Vectorization of builders

Currently, builders store the Hamiltonian as a Python dictionary of adjacency lists (interleaved with values), as described in a comment in builder.py:

    # For a given `tail` site, H[tail] is a list alternately storing
    # heads and values.  (The heads occupy even locations followed by the
    # values at odd locations.)  Each pair of entries thus describes a single
    # directed edge of the graph.

Dealing with a system of N sites requires O(N) Python operations. With the vectorization of low-level systems, this can become a bottleneck, or at least a nuisance.

Since we need update the builder finalization code anyway (so that builders with more than a single translational symmetry can be finalized), why not try to solve both problems in one go and vectorize builders?

Fortunately, in terms of API (almost) nothing needs to change. Already now builders offer a vectorized interface in that many elements can be set with a single Python operation: a builder can be indexed with a sequence of sites. A natural evolution of this would be to also allow sitearrays and "tuple arrays", i.e. 2-tuples of sitearrays. This would allow to vectorize shape, neighbors, and fill and as such most old user scripts, without changing anything on the user side.

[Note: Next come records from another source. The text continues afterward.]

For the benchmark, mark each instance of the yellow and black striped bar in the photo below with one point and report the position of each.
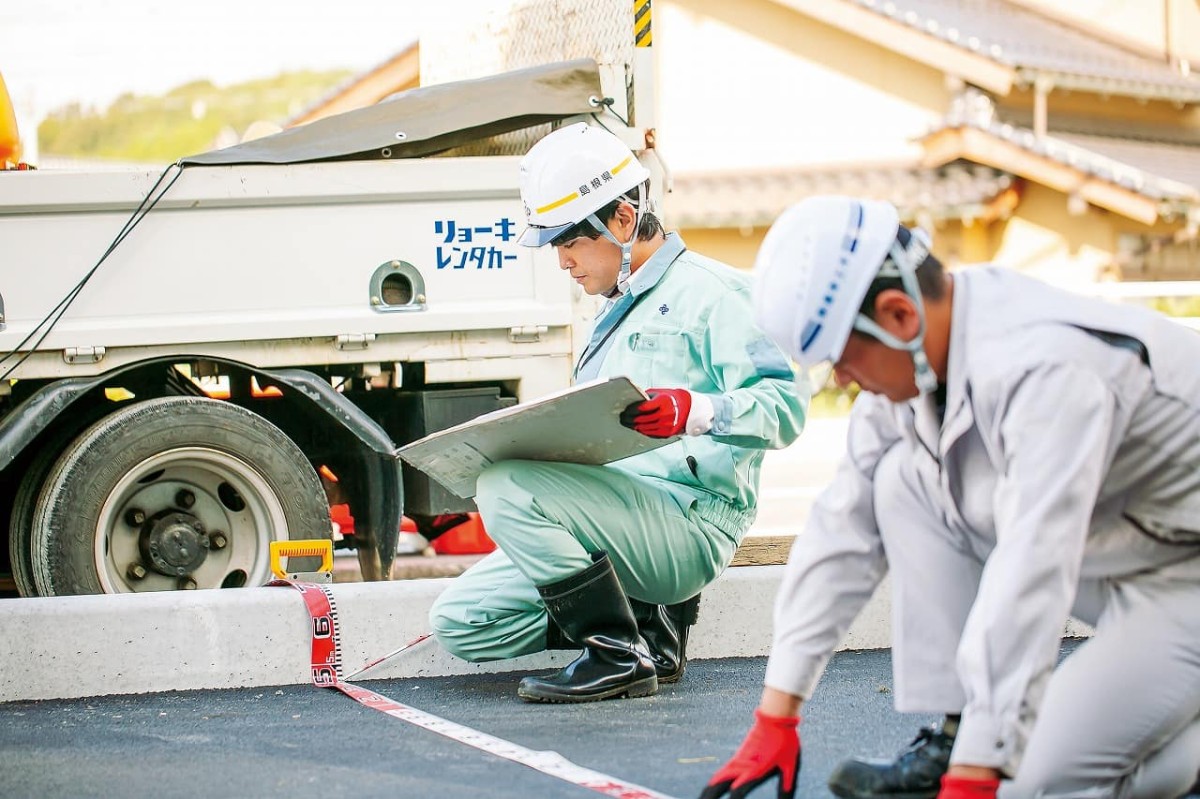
(643, 36)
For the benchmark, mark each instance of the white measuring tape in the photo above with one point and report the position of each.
(327, 672)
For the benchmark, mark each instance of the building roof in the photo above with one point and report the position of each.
(1032, 44)
(754, 198)
(401, 72)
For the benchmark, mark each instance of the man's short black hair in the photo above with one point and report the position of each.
(647, 228)
(930, 277)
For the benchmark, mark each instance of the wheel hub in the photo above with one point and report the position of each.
(174, 544)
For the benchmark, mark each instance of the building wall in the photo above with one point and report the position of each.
(754, 84)
(1165, 26)
(729, 245)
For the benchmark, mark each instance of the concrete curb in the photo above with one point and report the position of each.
(73, 647)
(138, 643)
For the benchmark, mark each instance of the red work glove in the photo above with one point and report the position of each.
(665, 414)
(967, 788)
(771, 749)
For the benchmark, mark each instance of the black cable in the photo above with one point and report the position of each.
(607, 102)
(57, 312)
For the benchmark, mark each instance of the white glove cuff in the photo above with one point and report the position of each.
(700, 420)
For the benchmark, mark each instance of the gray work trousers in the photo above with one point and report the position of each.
(1121, 714)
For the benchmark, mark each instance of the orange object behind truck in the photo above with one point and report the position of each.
(10, 139)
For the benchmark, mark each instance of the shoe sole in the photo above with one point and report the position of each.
(849, 793)
(647, 686)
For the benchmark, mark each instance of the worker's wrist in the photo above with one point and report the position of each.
(700, 418)
(780, 703)
(973, 772)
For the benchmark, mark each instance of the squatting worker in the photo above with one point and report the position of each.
(1019, 454)
(612, 558)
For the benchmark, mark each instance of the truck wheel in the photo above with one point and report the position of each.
(21, 534)
(175, 492)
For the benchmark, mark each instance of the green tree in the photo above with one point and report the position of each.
(186, 120)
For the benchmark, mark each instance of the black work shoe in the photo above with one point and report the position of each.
(916, 774)
(664, 628)
(591, 608)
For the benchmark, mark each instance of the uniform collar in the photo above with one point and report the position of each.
(958, 418)
(655, 266)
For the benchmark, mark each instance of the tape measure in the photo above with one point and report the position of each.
(327, 672)
(321, 548)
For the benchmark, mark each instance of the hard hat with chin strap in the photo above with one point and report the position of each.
(569, 175)
(816, 265)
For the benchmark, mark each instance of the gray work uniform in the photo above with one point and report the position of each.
(1063, 476)
(670, 518)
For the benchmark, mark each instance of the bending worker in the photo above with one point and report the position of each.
(1019, 454)
(612, 558)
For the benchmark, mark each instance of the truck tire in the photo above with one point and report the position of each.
(174, 492)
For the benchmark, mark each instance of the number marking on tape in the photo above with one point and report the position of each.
(327, 672)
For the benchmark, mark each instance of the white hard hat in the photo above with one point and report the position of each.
(814, 269)
(570, 174)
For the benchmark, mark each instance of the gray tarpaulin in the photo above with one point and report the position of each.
(427, 120)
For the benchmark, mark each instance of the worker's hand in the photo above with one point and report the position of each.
(665, 414)
(771, 749)
(955, 787)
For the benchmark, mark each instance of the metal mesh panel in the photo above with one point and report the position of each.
(528, 34)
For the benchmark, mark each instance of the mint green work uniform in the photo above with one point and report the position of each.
(670, 518)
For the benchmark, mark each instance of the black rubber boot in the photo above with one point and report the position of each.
(916, 774)
(592, 610)
(665, 630)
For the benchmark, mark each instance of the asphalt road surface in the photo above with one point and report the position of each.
(305, 742)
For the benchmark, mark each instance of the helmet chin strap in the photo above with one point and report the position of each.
(904, 265)
(627, 247)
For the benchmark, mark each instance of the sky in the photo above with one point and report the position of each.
(55, 52)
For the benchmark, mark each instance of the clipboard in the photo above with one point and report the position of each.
(577, 425)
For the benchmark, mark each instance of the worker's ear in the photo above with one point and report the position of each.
(625, 218)
(897, 313)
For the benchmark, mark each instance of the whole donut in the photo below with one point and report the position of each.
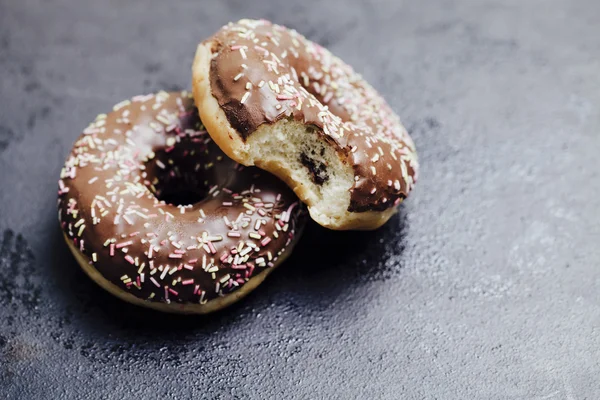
(271, 98)
(187, 258)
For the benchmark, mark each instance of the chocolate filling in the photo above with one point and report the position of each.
(317, 169)
(262, 73)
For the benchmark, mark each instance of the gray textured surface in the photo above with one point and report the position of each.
(486, 286)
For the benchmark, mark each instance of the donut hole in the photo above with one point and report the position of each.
(175, 181)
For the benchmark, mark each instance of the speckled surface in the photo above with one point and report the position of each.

The more complicated part is reworking the data structures used internally by builders to efficiently support vectorization. Let’s try to analyze in a language-agnostic way what data structure would be best suited:

We should optimize for a small number of site families, just like we already do in the new low-level format. This means that instead of storing a single graph indexed by (pairs of) sites, we could store separate graphs for each pair of families. These vertices of these graphs would be indexed by tags. I think that we could restrict valid tags to sequences of numbers without loosing anything. Together, this means that what we need is an efficient data structure to store graphs over vertices that are identified by sequences of numbers.
We could also optimize for a small number of different values, since this is the most common usage by far. Ideally, the use case of having a different constant value for each site/hopping would be still viable, but I am not even sure if such systems were ever made.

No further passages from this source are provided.